Botschafterstreit geht weiter – Außenministerium ernennt Geschäftsträger

Miloš Zeman und Karel Schwarzenberg (Foto: Filip Jandourek, Archiv des Tschechischen Rundfunks)

Staatsoberhaupt Miloš Zeman und Außenminister Karel Schwarzenberg sind seit der Präsidentenwahl nicht mehr gut aufeinander zu sprechen. Derzeit streiten sie sich um die Ernennung von zwei Botschaftern. Zeman möchte die Gattin des ehemaligen Präsidenten, Livia Klausová, nach Bratislava entsenden sowie den kommunistischen Europaabgeordneten und ersten tschechoslowakischen Kosmonauten Vladimír Remek nach Moskau. Schwarzenberg will dies jedoch verhindern. Seitdem verweigert der Staatspräsident die Ernennung aller Botschafter – und lähmt damit Außenpolitik. Schwarzenberg versucht nun mit einem Trick, Bewegung in die Angelegenheit zu bringen.

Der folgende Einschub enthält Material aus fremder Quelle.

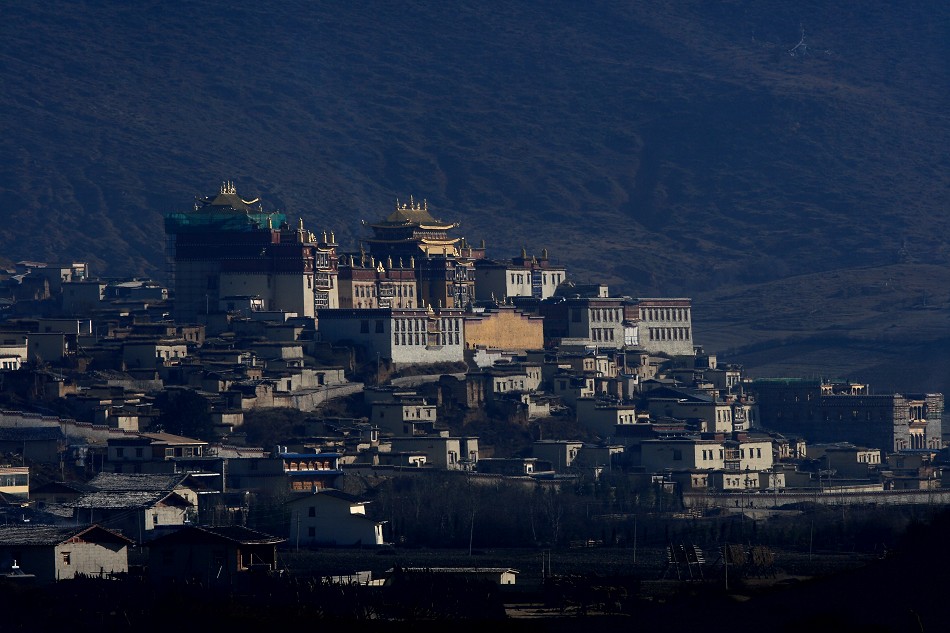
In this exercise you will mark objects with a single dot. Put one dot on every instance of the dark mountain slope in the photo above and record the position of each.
(666, 148)
(682, 139)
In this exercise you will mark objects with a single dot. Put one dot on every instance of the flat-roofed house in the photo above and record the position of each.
(52, 553)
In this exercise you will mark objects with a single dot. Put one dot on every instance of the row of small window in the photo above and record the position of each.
(664, 314)
(399, 290)
(606, 314)
(669, 333)
(754, 453)
(414, 338)
(410, 325)
(524, 278)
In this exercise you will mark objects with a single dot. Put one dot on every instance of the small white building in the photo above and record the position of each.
(402, 337)
(332, 517)
(52, 553)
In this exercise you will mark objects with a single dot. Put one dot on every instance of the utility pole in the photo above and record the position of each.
(725, 563)
(635, 539)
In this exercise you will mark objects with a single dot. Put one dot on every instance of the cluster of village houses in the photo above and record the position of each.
(259, 313)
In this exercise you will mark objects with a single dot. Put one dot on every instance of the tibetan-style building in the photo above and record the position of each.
(230, 247)
(444, 264)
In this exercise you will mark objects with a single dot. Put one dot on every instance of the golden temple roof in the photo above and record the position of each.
(414, 213)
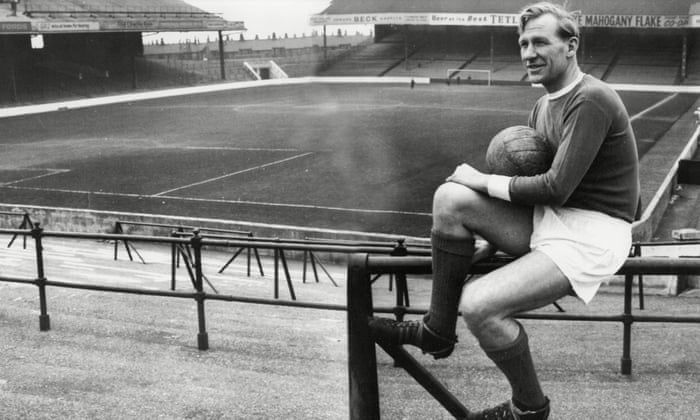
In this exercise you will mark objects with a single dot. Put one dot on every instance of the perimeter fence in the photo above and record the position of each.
(190, 246)
(362, 362)
(368, 261)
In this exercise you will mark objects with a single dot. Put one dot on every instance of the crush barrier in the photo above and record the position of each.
(196, 243)
(26, 223)
(362, 361)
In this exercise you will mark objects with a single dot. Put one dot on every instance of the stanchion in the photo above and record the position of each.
(202, 336)
(44, 320)
(362, 357)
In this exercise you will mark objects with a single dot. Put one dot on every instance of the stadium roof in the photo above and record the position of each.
(69, 16)
(597, 13)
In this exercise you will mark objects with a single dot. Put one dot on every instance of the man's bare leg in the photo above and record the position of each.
(458, 213)
(488, 306)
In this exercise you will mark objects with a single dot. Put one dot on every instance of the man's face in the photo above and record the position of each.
(544, 54)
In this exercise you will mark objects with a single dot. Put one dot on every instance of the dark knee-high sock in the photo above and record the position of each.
(452, 258)
(515, 361)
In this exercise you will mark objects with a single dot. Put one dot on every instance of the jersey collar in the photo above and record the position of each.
(563, 91)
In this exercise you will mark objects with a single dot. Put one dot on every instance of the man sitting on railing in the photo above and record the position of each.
(570, 227)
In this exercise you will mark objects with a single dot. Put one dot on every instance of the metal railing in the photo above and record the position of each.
(195, 243)
(362, 362)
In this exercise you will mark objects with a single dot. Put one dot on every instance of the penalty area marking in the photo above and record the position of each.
(210, 200)
(653, 107)
(277, 162)
(50, 172)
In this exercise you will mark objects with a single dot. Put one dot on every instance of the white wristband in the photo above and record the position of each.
(499, 187)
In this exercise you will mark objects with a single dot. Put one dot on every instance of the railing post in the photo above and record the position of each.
(174, 260)
(202, 336)
(44, 319)
(362, 357)
(401, 283)
(627, 320)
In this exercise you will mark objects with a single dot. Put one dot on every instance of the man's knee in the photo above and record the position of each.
(477, 312)
(452, 203)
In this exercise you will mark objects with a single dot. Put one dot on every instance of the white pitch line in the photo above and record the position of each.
(235, 149)
(277, 162)
(210, 200)
(297, 206)
(29, 178)
(656, 105)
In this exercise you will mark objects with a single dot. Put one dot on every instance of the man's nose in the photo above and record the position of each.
(527, 53)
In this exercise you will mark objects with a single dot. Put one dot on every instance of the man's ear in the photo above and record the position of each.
(572, 46)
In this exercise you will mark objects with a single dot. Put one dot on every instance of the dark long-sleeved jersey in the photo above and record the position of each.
(596, 166)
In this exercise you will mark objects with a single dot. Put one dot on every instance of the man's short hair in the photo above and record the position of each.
(568, 27)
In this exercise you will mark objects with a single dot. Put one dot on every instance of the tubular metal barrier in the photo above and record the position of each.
(362, 361)
(189, 248)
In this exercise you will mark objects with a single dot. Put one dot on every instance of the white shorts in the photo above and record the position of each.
(587, 246)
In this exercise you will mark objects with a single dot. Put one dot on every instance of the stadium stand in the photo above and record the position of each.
(652, 43)
(88, 48)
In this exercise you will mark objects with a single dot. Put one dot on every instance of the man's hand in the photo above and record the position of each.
(469, 177)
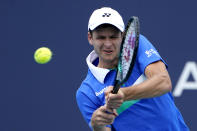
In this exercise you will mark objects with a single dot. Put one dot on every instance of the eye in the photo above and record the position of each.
(101, 37)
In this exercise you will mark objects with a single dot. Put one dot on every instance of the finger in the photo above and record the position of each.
(108, 90)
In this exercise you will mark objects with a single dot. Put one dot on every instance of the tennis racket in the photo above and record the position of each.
(128, 53)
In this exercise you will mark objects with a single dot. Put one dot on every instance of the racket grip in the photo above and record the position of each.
(116, 87)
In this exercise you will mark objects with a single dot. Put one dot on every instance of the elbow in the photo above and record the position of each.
(167, 84)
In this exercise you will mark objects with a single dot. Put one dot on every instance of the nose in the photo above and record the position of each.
(108, 43)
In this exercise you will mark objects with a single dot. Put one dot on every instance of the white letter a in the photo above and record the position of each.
(190, 68)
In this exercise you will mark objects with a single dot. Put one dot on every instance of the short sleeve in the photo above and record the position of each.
(147, 53)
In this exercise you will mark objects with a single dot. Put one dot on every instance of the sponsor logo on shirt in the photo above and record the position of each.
(100, 92)
(150, 52)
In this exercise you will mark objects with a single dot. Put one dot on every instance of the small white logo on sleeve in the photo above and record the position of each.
(150, 52)
(100, 92)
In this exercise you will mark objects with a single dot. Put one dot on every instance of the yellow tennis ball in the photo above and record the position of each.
(43, 55)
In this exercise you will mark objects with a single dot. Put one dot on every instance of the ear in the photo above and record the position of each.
(90, 38)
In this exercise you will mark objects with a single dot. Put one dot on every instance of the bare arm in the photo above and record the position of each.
(158, 83)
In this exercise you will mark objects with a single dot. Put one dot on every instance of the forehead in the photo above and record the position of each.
(107, 27)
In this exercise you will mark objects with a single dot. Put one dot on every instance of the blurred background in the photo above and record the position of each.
(36, 97)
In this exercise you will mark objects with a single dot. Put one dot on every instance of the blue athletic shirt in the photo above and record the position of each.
(150, 114)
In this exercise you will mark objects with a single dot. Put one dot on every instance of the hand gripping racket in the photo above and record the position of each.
(128, 53)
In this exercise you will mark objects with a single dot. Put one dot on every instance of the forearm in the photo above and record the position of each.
(154, 86)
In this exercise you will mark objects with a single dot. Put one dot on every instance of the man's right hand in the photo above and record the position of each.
(102, 117)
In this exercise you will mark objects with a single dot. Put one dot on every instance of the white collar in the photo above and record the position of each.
(99, 73)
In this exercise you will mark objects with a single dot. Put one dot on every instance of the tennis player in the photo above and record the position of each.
(144, 102)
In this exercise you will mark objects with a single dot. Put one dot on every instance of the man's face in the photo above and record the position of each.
(106, 42)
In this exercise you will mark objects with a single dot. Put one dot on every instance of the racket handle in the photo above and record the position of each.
(116, 87)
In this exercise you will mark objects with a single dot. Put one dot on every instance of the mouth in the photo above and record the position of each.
(108, 52)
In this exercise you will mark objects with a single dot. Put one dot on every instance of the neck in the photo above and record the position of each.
(108, 65)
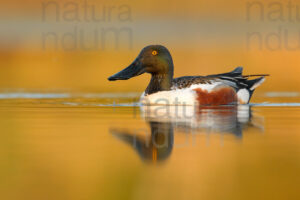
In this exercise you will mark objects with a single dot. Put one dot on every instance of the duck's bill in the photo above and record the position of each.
(132, 70)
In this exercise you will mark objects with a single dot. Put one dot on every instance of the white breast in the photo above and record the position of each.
(185, 96)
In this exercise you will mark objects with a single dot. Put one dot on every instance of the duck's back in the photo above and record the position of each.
(217, 89)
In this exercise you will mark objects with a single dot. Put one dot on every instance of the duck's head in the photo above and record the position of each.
(153, 59)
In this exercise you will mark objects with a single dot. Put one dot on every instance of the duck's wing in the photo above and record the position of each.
(233, 79)
(241, 83)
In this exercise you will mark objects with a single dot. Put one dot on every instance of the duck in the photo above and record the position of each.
(231, 88)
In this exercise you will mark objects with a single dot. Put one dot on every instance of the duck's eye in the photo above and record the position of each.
(154, 53)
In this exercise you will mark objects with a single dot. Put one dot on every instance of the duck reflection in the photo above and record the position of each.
(163, 120)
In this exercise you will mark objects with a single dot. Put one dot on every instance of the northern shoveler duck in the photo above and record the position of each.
(217, 89)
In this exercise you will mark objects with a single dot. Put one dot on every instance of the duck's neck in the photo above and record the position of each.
(159, 82)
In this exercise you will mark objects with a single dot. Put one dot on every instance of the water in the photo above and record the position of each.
(105, 146)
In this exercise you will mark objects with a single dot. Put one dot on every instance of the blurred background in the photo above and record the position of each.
(75, 45)
(57, 145)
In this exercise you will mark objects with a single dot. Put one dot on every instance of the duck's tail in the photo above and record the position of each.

Johana Grohová  (Foto: Archiv des Außenministeriums der Tschechischen Republik)
Das Zauberwort heißt: Chargé d´affaires. Der französische Begriff bedeutet Geschäftsträger und bezeichnet in der Diplomatie den Chef einer diplomatischen Mission, der formal aber kein Botschafter ist. Ein solcher Geschäftsträger wird normalerweise als Übergangslösung ernannt, wenn ein Botschafter wechselt oder eben formal noch nicht ernannt wurde. Und ein Chargé d´affaires kann vom Ministerpräsidenten entsendet werden, die Zustimmung des Staatspräsidenten ist nicht nötig. Johana Grohová ist Sprecherin des Außenministeriums:

„Das tschechische Außenministerium versucht, in der gegebenen Situation eine Lösung zu finden und das Funktionieren der wichtigsten Botschaften durch die Entsendung von Geschäftsträgern sicherzustellen. Es ist ein gängiges Verfahren, auf das auch andere Staaten zurückgreifen, wenn schnell eine diplomatische Vertretung besetzt werden muss.“

Zunächst einmal sollen diejenigen Botschafter als Chargé d´affaires entsendet werden, die bereits von Zemans Vorgänger im Amt, Václav Klaus, genehmigt und in den jeweiligen Einsatzländern anerkannt wurden. Ihnen fehlt zur formalen Ernennung lediglich die Unterschrift des Staatspräsidenten. Die Opposition halte diese Lösung für wenig elegant, so Lubomír Zaorálek, stellvertretender Vorsitzender der Sozialdemokraten:

Lubomír Zaorálek  (Foto: Filip Jandourek,  Archiv des Tschechischen Rundfunks)
„Wenn es sich nur um ein paar Monate handeln würde, könnte ich eine solche Notlösung verstehen. Ich fürchte aber, es wird sich um eine langfristige Lösung handeln. Und wenn wir nun in Ländern, die für uns eine wichtige politische oder wirtschaftliche Bedeutung haben, nur einen Chargé d´affaires installieren, wird so auch das Niveau unserer Diplomatie reduziert.“

In dieser Frage sind sogar die sozialdemokratische Opposition und die regierenden Bürgerdemokraten einer Meinung. David Šeich ist Abgeordneter der ODS und stellvertretender Vorsitzender des außenpolitischen Ausschusses des Abgeordnetenhauses:

Foto: Archiv Radio Prag
„Eine elegante Lösung ist das wirklich nicht. Es ist einfach schade, dass die Situation überhaupt so weit gekommen ist. Die Tschechische Republik ist Geisel in einem Streit zwischen dem Außenminister und dem Staatspräsidenten, und es ist einfach traurig, dass beide Herren nicht in der Lage sind, sich zu einigen.“

Diplomatische Experten sind sich indes nicht einig, ob die Entsendung von Geschäftsträgern dem diplomatischen Ansehen der Republik schade. Der ehemalige Außenminister Cyril Svoboda bezeichnet es als Fehler, der den anderen Ländern signalisiere, dass man sie nicht ernst nehme. Der außenpolitische Berater und ehemalige Botschafter Vladimír Votápek erklärte dagegen, der Unterschied zwischen einem Chargé d´affaires und einem Botschafter sei nur ein protokollarischer. Es sei wichtig, dem Gastland zu vermitteln, dass es sich bei der Einstufung des Gesandten nur um eine innertschechische Angelegenheit handle.